MADISON, WI -- The Bogen Household today announced a bold new plan to revisit the grocery store in 2018 in a newer, safer vehicle, named the Bogen Vehicular Traveler, that will replace the current Bogen Wagon which was purchased from Saturn, a division of General Motors, in 1998.Bogen Household spokesman, David Bogen, called the plan, "grocery shopping on steroids." "We will use many of the same technologies that were used in 1998 to get us to the grocery store and back," said Bogen. "Our new vehicle, which will enter service in 2018, will be bigger, however."
In addition to safely transporting Household members safely to the grocery store, the new Vehicular Traveler will have multiple utility uses. The Bogen Household predicts that its members will also use the Vehicular Traveler to shop at the hardware store and visit far-flung friends and family.
Safety experts predict that with the ever increasing mileage on the current Bogen Wagon, risk of failure grows ever larger each day. With the new Bogen Vehicular Traveler, the odometer will read near zero and the failure rate is predicted to be far less frequent.
Some critics have questioned the program and where the funds will come from in the Bogen Household's relatively tight budget. Bogen Household spokesman David said that the new Vehicular Traveler will not take funds away from the Pet Maintenance or People Clothing programs. In addition, others have questioned whether funding such a program is smart given the recent pace of spending on Hurricane Katrina, and the War on Terrorism.
"You don't cancel Christmas when there is an important football game on television. You don't cancel Labor Day when the house needs to be painted. We're not about to cancel trips to the grocery store," said David.
Representative Tom Delay (R-Texas) said of the program: "It is extremely important that the Bogen Household continue to travel to the grocery store well into the future.

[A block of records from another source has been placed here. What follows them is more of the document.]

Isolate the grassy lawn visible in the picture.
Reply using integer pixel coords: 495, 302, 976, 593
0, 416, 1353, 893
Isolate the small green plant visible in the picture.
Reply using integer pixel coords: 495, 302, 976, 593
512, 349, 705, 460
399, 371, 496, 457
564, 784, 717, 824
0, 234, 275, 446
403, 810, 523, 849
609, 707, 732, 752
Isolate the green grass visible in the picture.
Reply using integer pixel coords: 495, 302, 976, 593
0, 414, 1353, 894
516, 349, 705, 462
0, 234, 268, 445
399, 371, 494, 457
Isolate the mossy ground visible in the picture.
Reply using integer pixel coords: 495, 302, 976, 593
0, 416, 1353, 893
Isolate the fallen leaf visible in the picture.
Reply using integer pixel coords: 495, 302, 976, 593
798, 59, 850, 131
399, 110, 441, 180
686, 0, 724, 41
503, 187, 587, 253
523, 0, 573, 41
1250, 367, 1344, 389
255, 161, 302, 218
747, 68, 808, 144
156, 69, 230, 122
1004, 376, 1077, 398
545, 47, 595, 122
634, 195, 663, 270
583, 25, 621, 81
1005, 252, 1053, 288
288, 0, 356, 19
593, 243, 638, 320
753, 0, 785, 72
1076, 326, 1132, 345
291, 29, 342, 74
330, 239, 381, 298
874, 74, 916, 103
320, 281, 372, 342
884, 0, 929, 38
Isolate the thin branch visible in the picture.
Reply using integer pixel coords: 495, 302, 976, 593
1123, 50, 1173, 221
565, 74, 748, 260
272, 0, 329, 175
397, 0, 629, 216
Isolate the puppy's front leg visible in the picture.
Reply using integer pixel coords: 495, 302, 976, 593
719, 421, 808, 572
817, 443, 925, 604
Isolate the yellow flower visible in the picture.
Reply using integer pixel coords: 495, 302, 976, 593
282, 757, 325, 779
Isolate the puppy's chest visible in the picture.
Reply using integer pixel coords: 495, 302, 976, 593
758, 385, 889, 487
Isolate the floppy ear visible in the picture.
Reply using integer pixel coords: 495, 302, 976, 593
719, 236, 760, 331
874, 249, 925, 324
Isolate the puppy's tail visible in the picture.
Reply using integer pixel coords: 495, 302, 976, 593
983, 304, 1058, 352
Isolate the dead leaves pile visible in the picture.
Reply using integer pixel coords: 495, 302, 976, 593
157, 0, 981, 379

If the Bogen Household stops eating, the terrorists win!"
The Bogen Household's current plan calls for the continued operation of the current Bogen Wagon until the new Vehicular Traveler is purchased and delivered.
That is essentially the mesasge coming from NASA these days. While newspapers across the country print front-page stories about NASA's plans (including [the story upon which this satire was based](http://sfgate.com/cgi-bin/article.cgi?file=/c/a/2005/09/20/MNGS5EQNGL1.
DTL "Link to SFGate.com")), the real news in the story is what isn't being asked. 1. Why is it considered great progress to build a vehicle using technology that was widely understood in 1969? 2. Why will it take six or so years to build a vehicle using technology widely understood and implemented in 1969? 3. Why is it such a big deal that NASA is going back to a place in 2018 that they visited just less than fifty years earlier? I don't issue press releases when I travel back to South Dakota, Massachusetts, or California. Why should NASA? 4. Why does the American public have such low expectations for NASA that it is news when they promise to use forty year old technology to not go boldly into the unknown?
The American public ought to start asking very hard questions about NASA and whether or not we're getting our money's worth from that institution.